Growing up, we were always very close. From late afternoon swing rides in our aunt’s backyard to summer nights and Neapolitan ice cream, I’ve always felt protected by Jason. I never knew that he was struggling with mental health issues until last year.
“I’d experienced it all — depression, anxiety, self-harm, [being] prescribed medication, being in a mental hospital,” Jason told me.
He eventually found solace and release through his animation work.
“People really, really, really need an outlet,” he said. “We need more people in therapy, more people to experience ways of help. And that’s art therapy, friends.”
His current animations focus on mental health awareness. He devoted a recent series to our family member who died by suicide.
“That was the first time I was able to express myself and tell the stories I wanted to tell,” Jason said. “And it really made me be free with my art.”
Jason’s mother and my aunt, Rachel Martin, told me she had some advice for parents who are raising kids dealing with mental illness.
“Just be there for them and continually let them know that you’re there,” she said. “As a mother, sometimes you try to fix things and you want to give advice and you want to make it better, and when it comes to mental health, that always isn’t the best course.”
The power of expression
Research backs up the power of stable relationships combined with creative expression in improving mental health.
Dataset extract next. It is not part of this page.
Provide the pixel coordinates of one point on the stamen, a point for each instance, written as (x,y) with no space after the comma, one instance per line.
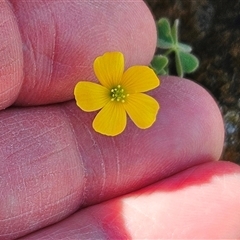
(118,93)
Studies have shown that making art, especially when combined with counseling, can help people build self-awareness and a sense of self-worth, along with lowering stress.
Another local artist, Archie Green, is founder and CEO of an organization called Peel Dem Layers Back. As someone who has struggled with mental health issues, he promotes mental help advocacy through rap. He brings awareness to the stigma of mental health in the black and brown community.
“We’re supposed to be strong, especially Black people,” Green told me. “Black men are supposed to be strong. And it’s almost like from this mindset of if the revolution happens, we need all the weak links to get (to) the back of the line. So, it’s like if you show a sign of weakness, it’s like that’s vulnerability for our entire community.”
In his recent song, “Too Many Funerals,” Archie expresses how African Americans are not only dying because of police brutality and gun violence, but mental health issues.
The lyrics speak to how seeking help is seen as a weakness due to generational trauma, like slavery.
“As far as mental health is concerned, the Black community, we need to talk more about this,” Green said. “And using rap is a powerful tool. Hip-hop is what makes things cool, and so I was like, ‘I want to make mental health cool.'”
Archie Green and Jason Hawkins gave me hope that art can be one tool for overcoming generational trauma. I will advocate art to my struggling family members, so that they’re able to express their own experiences.
Our admirable stories, and our lives, do not deserve to be cut short.